Dear Kevin, great job, oh did you know there are white athletes too ????
TO SMARTSISTAH: Why do you think white people comment about the continuous drone of 'black this, black that'? When white people have a 'White Miss America' and the 'White Entertainment Network' and the National Association For White People, and apparently you don't have to be from Africa to be 'African America', The Tuskeegee Airman won World War Two. Hey, black it up all you want, but every time you talk about not enough black coaches, there are not enough white basketball and football players.
But there is one thing thing you can do better, and thats raise the homicide rate.....I guess I should apologise when people like you and Kevin point out the accomplishments of people that I too find amazing they achieved...
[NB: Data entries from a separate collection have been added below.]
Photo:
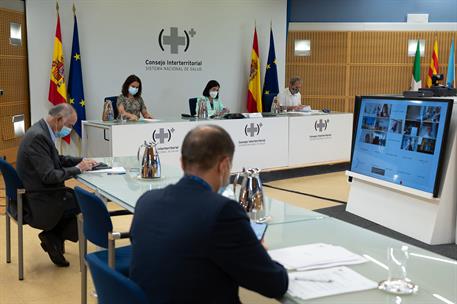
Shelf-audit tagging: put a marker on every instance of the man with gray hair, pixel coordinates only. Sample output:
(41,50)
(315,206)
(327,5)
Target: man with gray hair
(192,245)
(49,205)
(290,97)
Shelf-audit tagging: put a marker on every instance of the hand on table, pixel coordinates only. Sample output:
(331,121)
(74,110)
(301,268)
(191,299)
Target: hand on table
(86,165)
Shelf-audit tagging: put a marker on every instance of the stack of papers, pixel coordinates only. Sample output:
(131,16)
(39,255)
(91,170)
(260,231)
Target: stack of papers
(314,256)
(326,282)
(114,170)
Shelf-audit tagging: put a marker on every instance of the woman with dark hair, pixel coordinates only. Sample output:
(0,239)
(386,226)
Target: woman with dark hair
(129,103)
(211,98)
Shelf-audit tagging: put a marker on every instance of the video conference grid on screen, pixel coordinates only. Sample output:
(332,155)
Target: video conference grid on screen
(400,141)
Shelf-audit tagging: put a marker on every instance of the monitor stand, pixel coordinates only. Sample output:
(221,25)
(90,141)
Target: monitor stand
(430,220)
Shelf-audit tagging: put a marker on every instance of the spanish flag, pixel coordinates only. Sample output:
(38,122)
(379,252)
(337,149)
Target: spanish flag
(57,88)
(433,69)
(254,91)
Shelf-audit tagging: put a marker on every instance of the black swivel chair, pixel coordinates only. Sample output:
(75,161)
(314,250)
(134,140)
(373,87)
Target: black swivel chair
(193,106)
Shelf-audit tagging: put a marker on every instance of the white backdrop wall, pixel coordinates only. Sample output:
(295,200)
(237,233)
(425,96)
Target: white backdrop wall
(117,36)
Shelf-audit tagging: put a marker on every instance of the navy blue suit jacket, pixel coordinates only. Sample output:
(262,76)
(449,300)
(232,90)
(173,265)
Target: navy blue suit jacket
(192,245)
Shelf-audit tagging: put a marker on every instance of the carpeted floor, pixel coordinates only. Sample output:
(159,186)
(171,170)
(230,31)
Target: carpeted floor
(339,212)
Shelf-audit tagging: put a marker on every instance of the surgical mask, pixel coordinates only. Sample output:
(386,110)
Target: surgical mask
(133,91)
(213,94)
(63,132)
(294,90)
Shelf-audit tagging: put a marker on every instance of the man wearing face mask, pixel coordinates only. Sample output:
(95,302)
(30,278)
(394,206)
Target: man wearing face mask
(290,97)
(49,206)
(193,245)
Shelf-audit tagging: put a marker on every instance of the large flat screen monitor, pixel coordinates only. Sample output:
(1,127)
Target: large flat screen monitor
(401,140)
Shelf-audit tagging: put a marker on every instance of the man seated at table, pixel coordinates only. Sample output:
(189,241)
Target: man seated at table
(290,97)
(193,245)
(42,171)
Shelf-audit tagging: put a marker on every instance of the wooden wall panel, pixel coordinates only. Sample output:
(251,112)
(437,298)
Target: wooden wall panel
(6,17)
(326,47)
(345,64)
(337,104)
(13,81)
(319,79)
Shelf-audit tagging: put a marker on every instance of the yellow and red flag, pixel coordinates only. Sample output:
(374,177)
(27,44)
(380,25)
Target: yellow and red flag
(57,88)
(433,69)
(254,90)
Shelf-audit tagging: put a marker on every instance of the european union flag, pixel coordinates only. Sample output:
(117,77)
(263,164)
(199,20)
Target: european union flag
(270,85)
(75,82)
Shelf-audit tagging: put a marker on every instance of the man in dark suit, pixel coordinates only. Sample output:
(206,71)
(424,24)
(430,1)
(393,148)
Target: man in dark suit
(193,245)
(50,206)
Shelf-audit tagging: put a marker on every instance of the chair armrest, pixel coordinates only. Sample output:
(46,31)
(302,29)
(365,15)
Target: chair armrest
(112,236)
(120,212)
(49,190)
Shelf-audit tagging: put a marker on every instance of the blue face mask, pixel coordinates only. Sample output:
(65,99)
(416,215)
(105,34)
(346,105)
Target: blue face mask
(133,91)
(63,132)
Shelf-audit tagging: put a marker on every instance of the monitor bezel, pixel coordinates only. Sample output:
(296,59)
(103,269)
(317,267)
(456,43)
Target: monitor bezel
(450,102)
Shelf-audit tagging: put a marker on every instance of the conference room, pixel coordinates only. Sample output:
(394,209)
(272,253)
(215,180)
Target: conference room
(227,151)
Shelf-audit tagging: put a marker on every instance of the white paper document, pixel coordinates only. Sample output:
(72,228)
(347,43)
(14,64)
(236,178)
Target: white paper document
(114,170)
(326,282)
(314,256)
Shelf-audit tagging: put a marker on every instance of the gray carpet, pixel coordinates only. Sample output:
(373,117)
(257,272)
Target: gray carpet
(339,212)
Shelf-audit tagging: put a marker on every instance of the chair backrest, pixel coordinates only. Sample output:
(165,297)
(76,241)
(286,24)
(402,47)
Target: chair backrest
(193,106)
(112,287)
(12,180)
(96,219)
(113,100)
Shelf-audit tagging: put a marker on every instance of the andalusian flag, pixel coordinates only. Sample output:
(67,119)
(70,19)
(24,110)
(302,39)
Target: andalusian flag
(416,82)
(57,88)
(433,69)
(255,92)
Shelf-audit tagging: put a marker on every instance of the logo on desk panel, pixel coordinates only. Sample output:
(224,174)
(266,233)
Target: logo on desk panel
(174,40)
(321,125)
(253,135)
(162,135)
(252,129)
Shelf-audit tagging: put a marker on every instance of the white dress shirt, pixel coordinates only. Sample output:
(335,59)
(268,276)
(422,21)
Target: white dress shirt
(287,99)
"The question after the Obama euphoria subsides is what the others who make their living like Mutombo will do to honor this president they claimed to be so moved by."
Ask not what you can do for your country - ask what you can do for The Exalted One.
Mutombo is a GREAT MAN. That was the point of this article. If more human beings took their blessings and helped to make a difference, the world would be a better place.